A 304-unit residential development that was opposed by government agencies and helped prompt a push for the reform of Clark County's master-planning land-use process was thrown out Wednesday by the Clark County Commission.
In a reconsideration requested by Commissioner Yvonne Atkinson Gates, the commission voted 5-2 to strip the zone change granted in December for the Woodside Homes project on 30 acres off Sunset Road and the Tenaya Way alignment. The approval was widely lampooned because it put the residential development directly under the flight path of jets leaving McCarran International Airport.
The Clark County School District, airport staff, county planning staff and Spring Valley Town Advisory Board had all recommended denial of the project. The Clark County Planning Commission, an advisory board, had recommended approval.
Attorney Chris Kaempfer, representing the developer, argued that the project was near other residential projects that have received approval from the County Commission. He said the project would have satisfied "a dire need for housing, and especially entry-level housing" in the Las Vegas market.

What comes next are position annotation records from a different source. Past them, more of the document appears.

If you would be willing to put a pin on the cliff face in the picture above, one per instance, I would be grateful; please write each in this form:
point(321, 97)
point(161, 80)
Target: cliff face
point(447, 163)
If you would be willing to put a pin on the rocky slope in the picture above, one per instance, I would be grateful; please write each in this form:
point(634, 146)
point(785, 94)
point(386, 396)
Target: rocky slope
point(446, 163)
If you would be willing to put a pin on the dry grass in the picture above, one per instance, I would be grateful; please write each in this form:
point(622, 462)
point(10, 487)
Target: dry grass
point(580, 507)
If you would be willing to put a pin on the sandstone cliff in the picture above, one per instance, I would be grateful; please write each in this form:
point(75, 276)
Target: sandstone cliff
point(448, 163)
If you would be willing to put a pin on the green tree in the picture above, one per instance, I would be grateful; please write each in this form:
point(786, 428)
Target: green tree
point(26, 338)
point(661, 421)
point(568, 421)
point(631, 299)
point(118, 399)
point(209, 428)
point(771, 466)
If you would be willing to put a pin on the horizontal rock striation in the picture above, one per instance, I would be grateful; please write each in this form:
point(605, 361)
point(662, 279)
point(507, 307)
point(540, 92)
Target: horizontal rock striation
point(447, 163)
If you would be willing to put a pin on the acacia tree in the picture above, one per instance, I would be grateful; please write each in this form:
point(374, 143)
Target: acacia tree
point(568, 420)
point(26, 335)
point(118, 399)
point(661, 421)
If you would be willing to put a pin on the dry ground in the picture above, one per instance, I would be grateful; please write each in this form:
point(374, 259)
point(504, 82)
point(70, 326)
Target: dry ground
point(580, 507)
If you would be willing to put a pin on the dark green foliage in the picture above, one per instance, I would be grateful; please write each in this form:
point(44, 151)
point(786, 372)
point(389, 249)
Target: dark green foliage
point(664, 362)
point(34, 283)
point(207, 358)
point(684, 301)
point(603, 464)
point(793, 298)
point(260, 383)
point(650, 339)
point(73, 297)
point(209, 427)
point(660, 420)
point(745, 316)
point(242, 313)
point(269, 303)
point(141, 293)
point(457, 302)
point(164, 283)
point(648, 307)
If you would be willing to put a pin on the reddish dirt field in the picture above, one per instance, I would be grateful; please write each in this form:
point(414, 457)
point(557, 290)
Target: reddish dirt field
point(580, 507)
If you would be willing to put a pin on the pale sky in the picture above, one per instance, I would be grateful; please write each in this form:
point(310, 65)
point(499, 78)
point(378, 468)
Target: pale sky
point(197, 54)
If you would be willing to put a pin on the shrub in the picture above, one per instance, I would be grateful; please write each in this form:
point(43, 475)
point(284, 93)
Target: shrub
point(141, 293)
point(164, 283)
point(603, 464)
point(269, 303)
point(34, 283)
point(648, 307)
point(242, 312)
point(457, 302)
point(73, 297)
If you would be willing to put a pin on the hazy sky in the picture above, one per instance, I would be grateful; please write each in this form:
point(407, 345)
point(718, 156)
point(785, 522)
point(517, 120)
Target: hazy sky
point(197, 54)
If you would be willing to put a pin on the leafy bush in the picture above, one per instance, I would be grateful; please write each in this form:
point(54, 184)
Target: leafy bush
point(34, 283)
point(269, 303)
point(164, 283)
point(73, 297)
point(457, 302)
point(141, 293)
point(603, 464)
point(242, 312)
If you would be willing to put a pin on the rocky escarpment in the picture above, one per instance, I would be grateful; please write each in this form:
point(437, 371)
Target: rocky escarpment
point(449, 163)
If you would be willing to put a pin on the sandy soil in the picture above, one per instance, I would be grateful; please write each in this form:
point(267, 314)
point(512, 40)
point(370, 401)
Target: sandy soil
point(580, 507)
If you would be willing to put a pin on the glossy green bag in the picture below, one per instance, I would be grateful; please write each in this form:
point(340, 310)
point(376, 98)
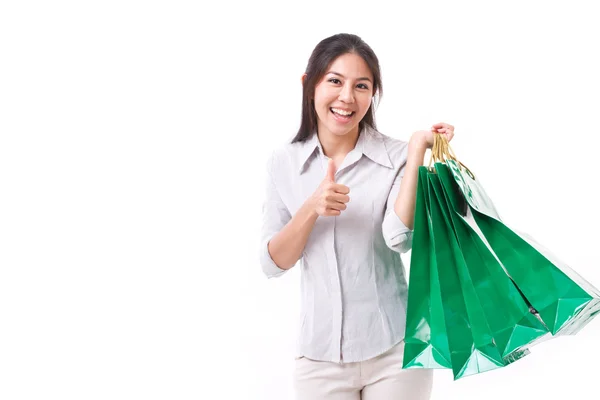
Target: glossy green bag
point(472, 346)
point(564, 300)
point(514, 327)
point(425, 339)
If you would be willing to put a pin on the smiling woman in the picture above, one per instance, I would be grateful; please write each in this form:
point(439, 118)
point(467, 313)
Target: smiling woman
point(340, 198)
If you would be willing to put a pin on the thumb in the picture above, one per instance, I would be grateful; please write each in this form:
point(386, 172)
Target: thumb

But Carolyn Edwards, a community activist and a volunteer member of the School District's zoning commission, said the project would set a bad precedent and give the district a big problem down the road.
The property for the project, master-planned for commercial or industrial uses, is within the county's cooperative management area, or CMA, where residential uses are discouraged by federal and local law.
The School District, Edwards said, is prohibited from building a new school in the area. Furthermore, the School District had given up land that it could once have used to build schools on. District officials have said it would cost millions to go back to build schools in an area that by agreement was supposed to have few residents.
"If we build high-density housing in the CMA, all of those children will be bused," she said.
Commissioner Bruce Woodbury, who represents the area and has fought for greater adherence to existing master plans, introduced the motion to deny the developer's zoning request.
He did not have universal support from his colleagues. Commission Chairwoman Mary Kincaid-Chauncey and Commissioner Myrna Williams echoed Kaempfer's argument that other residential development exists nearby.
But Aviation Department Director Randy Walker said the airport has consistently opposed residential proposals in the area since the master plan, approved in 1998, has been in place.
"People do not understand until they live under these flight patterns what it is like," Walker said.
The development also would have doomed the airport's plans to develop nearby land for industrial purposes, he said. The airport received thousands of acres throughout the cooperative management area as part of the agreement with the federal government, part of an effort to control noise-related complaints.
Federal rules bar the airport from ever developing the land it owns residentially, Walker noted.
With the overturning of the zoning approved in December, the County Commission, including new members Rory Reid and Mark James, has set a precedent for stronger adherence to existing master plans. Later this month and next month the commission considers ordinances that would make master plans impossible to change for two years after adoption and more difficult to modify after that time.